The exchange led Gayle to ask what a just society looks like and what can be done to contribute to it. Richardson said not everyone needs to be an activist, but they should be active.
“You do have to be present,” Richardson said. “You do have to show up and show out, in a good way.”
More people of all races need to engage in reform and use their intellect to accomplish their objectives, he said. Also, more people of color need to participate and “occupy all spaces in every way. We need people in offices who know what we look like and know how we feel.”
As an example, he noted that one of the Exonerated Five, Salaam, is a candidate for the New York City Council.
In response to questions about how Black students at UChicago can stay grounded and connect with and support marginalized communities a few blocks from campus, Richardson said it’s important to “speak the truth and stay firm in what you believe in and be unapologetic about it. Do what you have to do... even if it changes people’s perception of you.
“You have to unmute the uncomfortable,” Richardson added. “So we can be heard; so we can be seen.
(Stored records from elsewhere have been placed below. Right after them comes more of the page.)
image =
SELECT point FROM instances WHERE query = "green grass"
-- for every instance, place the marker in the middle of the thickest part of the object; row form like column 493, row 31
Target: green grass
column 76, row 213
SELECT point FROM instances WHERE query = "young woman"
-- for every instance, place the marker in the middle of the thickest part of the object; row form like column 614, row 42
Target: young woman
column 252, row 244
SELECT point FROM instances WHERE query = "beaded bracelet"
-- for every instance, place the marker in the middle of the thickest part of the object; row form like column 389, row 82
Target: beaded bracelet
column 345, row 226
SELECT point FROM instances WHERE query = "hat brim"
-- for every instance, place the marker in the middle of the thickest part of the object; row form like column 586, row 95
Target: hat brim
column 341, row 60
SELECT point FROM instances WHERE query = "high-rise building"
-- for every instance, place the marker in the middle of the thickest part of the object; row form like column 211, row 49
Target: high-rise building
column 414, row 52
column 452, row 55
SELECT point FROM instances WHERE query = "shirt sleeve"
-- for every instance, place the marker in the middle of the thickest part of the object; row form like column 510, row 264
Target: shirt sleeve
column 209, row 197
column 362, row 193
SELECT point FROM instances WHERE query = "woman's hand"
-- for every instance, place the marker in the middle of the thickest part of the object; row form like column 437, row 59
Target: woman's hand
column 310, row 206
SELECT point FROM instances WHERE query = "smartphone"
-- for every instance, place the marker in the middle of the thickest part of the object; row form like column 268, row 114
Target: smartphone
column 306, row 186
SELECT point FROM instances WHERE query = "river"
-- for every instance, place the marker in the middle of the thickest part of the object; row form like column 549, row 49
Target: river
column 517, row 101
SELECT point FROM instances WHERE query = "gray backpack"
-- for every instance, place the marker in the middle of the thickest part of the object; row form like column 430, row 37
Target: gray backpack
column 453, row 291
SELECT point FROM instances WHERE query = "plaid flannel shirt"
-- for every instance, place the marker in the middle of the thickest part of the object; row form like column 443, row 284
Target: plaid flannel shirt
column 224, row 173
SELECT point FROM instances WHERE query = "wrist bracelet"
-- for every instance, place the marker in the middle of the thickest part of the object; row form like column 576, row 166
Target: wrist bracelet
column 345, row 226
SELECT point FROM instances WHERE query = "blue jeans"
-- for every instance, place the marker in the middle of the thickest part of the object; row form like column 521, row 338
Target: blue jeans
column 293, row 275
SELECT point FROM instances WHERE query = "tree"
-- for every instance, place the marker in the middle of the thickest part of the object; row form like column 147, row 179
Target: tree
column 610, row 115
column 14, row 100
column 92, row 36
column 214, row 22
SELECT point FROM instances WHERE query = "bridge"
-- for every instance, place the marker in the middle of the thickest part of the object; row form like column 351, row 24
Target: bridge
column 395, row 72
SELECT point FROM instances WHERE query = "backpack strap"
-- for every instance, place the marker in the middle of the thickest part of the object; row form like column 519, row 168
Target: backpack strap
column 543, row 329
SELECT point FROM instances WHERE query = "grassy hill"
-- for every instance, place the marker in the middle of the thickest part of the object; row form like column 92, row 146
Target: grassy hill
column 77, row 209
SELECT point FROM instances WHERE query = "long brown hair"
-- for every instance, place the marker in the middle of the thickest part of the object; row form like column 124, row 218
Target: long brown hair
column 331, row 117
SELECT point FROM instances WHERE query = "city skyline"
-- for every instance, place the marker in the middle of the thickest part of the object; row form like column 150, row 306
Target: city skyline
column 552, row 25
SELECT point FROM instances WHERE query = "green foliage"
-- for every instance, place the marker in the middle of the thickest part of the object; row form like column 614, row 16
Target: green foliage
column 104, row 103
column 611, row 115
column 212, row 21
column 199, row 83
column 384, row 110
We have to work harder to do that.”
He offered to return to the university to help achieve that support, an offer that drew applause.
Of his own advocacy work, Richardson said he’s optimistic but realistic. Injustices similar to what he endured continue.
“Having a platform from my experience gives me the strength to do it,” he said. “It’s all about resilience, perseverance, and things of that nature. What happened to us … woke up five sleeping giants. Now, we have the platform to make our ancestors proud, and that’s what we’re doing.”
Toward the end of the interview, audience members asked about the inaccurate perceptions of Black boys as much older, aggressive and dangerous than they are in reality.
Resolving that misrepresentation starts with instilling trust in young Black males, Richardson said, and includes bringing together people “from all different walks of life to understand each other.”
Asked what advice he would give 14-year-old Kevin Richardson, he paused.
“You will encounter hardships, but you must stay true to yourself,” Richardson said. “You’re going to go through some things where you might be vilified. You might be bamboozled. But stay true and one day you will reap the benefits of what you’ve been through.”